O passeio prossegue pelo pontão. No mar, ali perto, perfilam-se as embarcações da faina, fundeadas. Num campo plano uma legião de meninos joga futebol. Passam alguns barcos que se dirigem para mais uma jornada de trabalho no alto mar.
Alguns jovens brincam numa cama elástica, um brinquedo colectivo muito popular por estas paragens. Ao verem-nos saltam para nós, na brincadeira, ora afundando-se por detrás de uma vedação ora subindo bem alto para nos olharem.

Passeamos depois nas ruas mais interiores, já sem contacto directo com o mar. As temperaturas descem a esta hora e a cidade agita-se à medida que as pessoas saem para tratar dos seus assunto.
Caminhamos na rua central. Muito comércio. Andamos até sentirmos que o bulício decresceu e, eventualmente, morreu. A noite já caiu. Sentamo-nos a beber um chá numa esplanada improvisada com mesas e cadeiras de plástico. O Xi, claro, afasta-se para fazer as suas experiências com comida de rua, uma das suas actividades favoritas. O resto mantém-se a bebericar o chá e a observar tudo o que de muito se vai passando.

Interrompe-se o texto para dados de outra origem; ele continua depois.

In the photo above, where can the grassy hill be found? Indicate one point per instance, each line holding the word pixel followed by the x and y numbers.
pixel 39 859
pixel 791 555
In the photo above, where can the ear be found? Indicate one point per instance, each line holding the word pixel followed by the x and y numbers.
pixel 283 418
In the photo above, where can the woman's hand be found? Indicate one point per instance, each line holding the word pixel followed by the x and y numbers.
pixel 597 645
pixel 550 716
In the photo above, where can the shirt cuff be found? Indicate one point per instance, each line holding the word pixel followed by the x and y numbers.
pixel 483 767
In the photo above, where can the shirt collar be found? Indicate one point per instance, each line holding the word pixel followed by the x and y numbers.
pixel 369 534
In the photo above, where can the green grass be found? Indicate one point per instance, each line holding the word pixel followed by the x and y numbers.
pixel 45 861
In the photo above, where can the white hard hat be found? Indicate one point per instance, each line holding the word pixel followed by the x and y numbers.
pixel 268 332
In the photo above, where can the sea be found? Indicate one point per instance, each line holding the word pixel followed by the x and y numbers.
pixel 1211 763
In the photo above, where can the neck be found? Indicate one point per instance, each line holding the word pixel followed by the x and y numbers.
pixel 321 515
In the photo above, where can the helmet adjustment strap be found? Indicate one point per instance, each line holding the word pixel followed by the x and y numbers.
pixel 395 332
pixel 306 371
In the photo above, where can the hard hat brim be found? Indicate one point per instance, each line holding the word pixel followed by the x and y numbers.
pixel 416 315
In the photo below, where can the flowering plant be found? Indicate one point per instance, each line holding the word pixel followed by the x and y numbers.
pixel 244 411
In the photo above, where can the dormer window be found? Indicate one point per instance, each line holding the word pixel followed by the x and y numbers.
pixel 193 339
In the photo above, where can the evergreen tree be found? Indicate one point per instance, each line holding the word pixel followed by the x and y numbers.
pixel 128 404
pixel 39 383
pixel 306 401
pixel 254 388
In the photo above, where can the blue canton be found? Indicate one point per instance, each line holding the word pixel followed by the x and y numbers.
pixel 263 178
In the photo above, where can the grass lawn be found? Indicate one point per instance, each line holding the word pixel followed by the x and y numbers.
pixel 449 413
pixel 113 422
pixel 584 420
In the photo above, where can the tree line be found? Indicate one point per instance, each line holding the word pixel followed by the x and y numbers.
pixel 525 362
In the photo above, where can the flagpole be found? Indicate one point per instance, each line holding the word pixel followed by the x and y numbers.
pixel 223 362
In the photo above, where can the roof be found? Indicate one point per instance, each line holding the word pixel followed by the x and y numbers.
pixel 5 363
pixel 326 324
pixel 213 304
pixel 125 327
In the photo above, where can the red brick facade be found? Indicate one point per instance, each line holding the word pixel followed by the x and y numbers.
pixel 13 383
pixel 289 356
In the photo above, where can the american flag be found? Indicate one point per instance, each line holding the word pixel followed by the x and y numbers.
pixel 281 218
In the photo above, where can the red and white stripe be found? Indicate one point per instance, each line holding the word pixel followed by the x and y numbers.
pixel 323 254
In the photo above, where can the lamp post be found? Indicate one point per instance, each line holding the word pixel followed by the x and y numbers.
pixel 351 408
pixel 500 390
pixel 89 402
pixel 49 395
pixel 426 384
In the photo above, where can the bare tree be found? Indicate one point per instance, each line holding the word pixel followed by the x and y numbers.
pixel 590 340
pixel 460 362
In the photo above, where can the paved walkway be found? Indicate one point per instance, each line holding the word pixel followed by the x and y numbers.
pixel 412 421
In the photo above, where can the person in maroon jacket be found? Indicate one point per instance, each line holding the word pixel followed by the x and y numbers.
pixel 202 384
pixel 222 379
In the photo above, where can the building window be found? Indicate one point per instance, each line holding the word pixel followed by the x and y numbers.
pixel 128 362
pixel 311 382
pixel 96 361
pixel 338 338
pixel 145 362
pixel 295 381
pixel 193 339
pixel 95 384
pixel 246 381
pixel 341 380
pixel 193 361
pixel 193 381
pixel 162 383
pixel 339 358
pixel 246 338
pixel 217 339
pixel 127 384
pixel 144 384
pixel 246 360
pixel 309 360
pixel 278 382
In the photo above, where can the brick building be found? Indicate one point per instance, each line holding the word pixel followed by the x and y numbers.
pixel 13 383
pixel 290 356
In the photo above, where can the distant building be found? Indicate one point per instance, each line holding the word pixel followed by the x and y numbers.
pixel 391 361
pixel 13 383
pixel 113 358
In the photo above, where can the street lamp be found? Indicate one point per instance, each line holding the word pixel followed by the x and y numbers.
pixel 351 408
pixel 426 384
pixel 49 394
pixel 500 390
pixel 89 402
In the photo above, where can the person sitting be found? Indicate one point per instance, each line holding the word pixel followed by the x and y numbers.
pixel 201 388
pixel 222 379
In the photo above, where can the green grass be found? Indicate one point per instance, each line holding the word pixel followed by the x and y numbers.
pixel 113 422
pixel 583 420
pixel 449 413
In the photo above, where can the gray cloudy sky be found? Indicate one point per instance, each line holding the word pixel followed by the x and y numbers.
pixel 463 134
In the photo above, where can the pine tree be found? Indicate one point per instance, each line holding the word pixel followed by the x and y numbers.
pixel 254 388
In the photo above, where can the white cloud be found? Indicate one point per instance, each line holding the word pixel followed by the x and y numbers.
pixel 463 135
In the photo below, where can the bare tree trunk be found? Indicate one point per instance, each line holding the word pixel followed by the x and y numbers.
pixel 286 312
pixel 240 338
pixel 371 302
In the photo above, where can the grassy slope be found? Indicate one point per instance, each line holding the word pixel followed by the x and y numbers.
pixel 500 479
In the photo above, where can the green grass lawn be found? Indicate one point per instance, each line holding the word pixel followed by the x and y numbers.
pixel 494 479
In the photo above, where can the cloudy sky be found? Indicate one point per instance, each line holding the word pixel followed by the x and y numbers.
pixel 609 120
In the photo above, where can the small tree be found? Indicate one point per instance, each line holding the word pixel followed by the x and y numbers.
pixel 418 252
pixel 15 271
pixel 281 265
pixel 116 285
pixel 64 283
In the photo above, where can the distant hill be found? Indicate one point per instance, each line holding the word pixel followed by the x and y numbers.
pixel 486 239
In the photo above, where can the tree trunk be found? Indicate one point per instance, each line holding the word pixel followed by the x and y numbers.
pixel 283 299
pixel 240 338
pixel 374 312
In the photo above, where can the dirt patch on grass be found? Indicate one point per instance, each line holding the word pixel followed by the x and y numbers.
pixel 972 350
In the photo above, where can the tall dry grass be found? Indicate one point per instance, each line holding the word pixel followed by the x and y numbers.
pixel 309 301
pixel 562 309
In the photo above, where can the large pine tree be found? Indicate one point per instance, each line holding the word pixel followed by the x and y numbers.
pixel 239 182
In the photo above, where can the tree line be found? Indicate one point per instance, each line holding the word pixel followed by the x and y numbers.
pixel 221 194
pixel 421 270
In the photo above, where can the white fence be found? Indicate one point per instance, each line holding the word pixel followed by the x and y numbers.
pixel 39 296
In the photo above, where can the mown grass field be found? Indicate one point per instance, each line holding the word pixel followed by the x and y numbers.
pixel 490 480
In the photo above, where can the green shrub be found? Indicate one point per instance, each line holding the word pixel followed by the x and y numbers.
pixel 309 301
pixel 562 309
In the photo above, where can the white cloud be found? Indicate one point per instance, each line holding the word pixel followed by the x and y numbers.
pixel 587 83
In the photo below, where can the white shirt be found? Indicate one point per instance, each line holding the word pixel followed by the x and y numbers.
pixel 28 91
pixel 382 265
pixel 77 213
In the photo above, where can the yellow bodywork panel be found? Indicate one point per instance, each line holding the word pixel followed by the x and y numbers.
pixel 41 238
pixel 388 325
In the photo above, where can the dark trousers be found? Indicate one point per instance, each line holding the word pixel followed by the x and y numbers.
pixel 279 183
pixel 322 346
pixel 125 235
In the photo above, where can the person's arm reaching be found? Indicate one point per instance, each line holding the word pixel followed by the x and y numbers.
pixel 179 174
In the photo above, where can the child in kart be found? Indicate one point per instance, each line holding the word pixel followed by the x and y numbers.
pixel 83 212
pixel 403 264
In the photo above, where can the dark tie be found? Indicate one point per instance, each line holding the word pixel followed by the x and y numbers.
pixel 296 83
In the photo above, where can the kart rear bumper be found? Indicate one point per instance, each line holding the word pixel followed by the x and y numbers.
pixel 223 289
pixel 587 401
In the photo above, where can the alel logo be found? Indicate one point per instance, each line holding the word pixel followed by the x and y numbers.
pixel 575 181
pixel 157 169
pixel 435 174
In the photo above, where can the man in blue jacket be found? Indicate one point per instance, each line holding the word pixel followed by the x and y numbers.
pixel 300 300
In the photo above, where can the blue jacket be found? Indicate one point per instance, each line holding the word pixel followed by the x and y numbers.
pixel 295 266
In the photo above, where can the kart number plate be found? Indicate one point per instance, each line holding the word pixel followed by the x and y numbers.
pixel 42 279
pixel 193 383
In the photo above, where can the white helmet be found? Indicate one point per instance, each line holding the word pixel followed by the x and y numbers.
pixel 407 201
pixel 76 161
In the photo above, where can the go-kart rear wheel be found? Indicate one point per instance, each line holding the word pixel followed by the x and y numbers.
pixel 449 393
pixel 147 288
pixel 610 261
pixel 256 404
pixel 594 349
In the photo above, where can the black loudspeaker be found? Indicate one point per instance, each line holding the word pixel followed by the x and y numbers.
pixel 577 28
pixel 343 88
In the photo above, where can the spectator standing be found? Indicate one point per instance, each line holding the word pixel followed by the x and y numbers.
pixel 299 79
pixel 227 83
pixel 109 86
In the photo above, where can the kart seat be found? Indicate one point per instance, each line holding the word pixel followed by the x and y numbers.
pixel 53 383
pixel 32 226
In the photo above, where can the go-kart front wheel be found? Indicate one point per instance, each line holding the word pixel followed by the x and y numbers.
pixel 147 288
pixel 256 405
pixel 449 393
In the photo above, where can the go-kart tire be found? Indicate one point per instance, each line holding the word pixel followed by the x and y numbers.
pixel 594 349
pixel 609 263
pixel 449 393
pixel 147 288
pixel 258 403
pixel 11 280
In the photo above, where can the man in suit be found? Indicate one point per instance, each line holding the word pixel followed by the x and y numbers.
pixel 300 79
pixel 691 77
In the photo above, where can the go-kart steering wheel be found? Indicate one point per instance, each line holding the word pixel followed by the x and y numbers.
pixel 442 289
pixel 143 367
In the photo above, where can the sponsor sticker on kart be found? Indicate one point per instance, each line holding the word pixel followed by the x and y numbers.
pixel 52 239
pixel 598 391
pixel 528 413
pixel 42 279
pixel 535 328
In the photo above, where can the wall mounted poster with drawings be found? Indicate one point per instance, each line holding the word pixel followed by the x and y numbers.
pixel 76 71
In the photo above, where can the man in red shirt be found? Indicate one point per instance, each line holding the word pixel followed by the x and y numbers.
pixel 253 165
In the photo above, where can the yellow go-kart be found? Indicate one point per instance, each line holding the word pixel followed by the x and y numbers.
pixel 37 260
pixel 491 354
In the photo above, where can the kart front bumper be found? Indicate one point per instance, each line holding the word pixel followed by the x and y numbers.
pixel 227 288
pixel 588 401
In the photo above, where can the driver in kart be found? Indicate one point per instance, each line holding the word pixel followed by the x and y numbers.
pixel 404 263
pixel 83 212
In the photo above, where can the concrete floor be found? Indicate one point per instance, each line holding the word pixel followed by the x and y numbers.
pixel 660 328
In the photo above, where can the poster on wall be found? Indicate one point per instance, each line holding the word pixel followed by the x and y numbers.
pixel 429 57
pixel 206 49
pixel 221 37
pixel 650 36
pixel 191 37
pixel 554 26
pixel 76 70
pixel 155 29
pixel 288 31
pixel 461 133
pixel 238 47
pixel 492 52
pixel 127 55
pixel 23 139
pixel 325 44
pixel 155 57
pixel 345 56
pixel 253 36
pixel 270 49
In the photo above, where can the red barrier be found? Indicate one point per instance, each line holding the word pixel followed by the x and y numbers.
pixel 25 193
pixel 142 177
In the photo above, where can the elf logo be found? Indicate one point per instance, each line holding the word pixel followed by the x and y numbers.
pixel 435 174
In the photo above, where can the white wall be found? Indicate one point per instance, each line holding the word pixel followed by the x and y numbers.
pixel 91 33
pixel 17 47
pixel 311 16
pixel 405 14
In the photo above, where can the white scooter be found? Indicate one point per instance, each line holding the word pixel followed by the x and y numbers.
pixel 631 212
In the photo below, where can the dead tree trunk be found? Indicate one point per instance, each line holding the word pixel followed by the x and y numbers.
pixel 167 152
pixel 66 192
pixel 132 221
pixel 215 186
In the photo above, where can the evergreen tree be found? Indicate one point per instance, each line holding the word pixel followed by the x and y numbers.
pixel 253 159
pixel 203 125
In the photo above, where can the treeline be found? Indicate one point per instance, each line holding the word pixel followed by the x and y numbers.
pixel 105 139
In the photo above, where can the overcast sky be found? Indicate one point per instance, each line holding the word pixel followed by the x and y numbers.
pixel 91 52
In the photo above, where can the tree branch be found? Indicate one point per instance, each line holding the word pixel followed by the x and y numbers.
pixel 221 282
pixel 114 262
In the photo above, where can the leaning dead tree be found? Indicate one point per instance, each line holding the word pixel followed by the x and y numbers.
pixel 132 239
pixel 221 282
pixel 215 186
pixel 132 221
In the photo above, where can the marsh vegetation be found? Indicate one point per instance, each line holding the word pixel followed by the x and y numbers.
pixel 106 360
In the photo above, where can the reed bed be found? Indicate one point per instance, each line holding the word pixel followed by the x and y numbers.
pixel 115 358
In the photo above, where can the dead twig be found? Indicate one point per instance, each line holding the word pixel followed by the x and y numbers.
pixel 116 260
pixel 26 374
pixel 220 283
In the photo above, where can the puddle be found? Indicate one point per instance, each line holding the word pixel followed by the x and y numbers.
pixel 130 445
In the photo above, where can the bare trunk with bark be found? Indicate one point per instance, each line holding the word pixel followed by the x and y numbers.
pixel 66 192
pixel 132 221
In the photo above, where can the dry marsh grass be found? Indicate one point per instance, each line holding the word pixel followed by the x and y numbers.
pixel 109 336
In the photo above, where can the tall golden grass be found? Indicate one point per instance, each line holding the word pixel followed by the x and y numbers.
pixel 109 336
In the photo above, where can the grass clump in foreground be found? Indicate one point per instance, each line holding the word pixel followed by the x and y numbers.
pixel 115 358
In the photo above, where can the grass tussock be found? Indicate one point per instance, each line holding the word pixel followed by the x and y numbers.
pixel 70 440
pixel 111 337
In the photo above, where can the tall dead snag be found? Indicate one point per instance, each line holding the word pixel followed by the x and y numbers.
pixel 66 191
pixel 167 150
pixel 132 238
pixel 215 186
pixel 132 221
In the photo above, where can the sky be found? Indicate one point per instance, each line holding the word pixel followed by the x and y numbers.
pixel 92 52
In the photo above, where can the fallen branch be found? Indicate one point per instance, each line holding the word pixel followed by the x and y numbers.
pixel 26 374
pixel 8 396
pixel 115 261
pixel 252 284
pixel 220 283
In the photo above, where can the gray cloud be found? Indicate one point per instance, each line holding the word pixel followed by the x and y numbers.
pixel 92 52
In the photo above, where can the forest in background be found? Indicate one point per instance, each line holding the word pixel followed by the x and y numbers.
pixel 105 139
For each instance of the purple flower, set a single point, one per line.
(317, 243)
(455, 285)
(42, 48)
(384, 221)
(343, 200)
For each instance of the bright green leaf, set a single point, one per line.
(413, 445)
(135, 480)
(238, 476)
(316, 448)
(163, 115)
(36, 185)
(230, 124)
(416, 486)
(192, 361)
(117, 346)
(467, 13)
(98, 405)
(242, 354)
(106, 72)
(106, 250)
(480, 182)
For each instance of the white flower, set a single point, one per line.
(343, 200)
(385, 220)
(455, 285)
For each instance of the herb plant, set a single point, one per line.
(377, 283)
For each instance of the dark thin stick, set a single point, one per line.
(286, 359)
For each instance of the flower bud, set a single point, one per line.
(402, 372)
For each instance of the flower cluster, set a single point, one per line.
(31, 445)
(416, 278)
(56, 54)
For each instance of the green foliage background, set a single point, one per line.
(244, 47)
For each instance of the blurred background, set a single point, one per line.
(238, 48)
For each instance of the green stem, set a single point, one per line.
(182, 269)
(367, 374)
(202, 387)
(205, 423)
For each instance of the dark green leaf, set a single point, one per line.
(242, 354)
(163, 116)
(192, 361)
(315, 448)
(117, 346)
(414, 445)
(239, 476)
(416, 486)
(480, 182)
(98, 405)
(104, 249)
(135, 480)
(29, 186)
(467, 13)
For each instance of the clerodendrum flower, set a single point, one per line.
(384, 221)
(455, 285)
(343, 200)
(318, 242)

As lojas, encerradas durante o dia quente, estão já abertas, e a luz artificial começa a sobrepor-se à ida luz solar. Passa um rapaz com uma camisola do Sporting, PT em letras pretas, um patrocinador de outros tempos.
Acabamos o chá e as senhoras e o Xi são levados para o hotel num dois dois carros. Ficamos com o outro para um pequeno serão na cidade.
Mais um passeiozinho pelas ruas do centro, com muitas lojas vendendo de tudo. Procuro uns chinelos que não compro depois de uma longa mas infrutífera discussão de preço com um vendedor. Visitamos um mercado de especiarias. Mas a sério, há de tudo por ali. E clientela não falta. Como se os 600 mil habitantes de Mukalla tivessem descido ao souk ao mesmo tempo.
Mais um chá, num ambiente mais informal. Somos menos, e todos homens, o que nestes ambientes quebra barreiras. O nosso guarda, que já não é o mesmo com que iniciámos a jornada senta-se connosco. Agora é só um, e fardado. Um rapaz novo, de sorriso fácil, muito protector e bem mais simpático em relação a nós.
O “principe das Arábias”, o mesmo da festa da véspera, aparece vindo do nada. Tinha visto os nossos carros estacionados e resolveu parar para um “olá” rápido.
Passámos do chá para o restaurante. Restaurante será uma forma de dizer. Era uma tasca barulhenta, humilde, cheia e com comida. Boa e barata. Sentámo-nos numa parte de mesa que vagou no exterior. Uns clientes simpáticos moveram-se para podermos ficar juntos. Foi uma belíssima refeição num serão inesperado.
E o dia estava a acabar. Hora de regressar ao hotel. A chegada a Al Mukalla não me deixou a melhor impressão e não esperava divertir-me tanto com o ambiente local depois de escurecer. Ainda tivemos tempo para conhecer Muhammed & Muhammed. Dois condutores de táxi com o mesmo nome que sentados num porta-bagagens aberto meteram conversa connosco.
Mais uns, de entre tantos. Aqui em Al Mukalla aconteceu o que já tinha vivido no Curdistão Turco: comerciantes que nos oferecem os seus bens, de menor preço, não aceitando dinheiro em sinal de hospitalidade. E muita gente que simplesmente fazia questão de entabular uma conversa, mesmo que básica. Muito bom!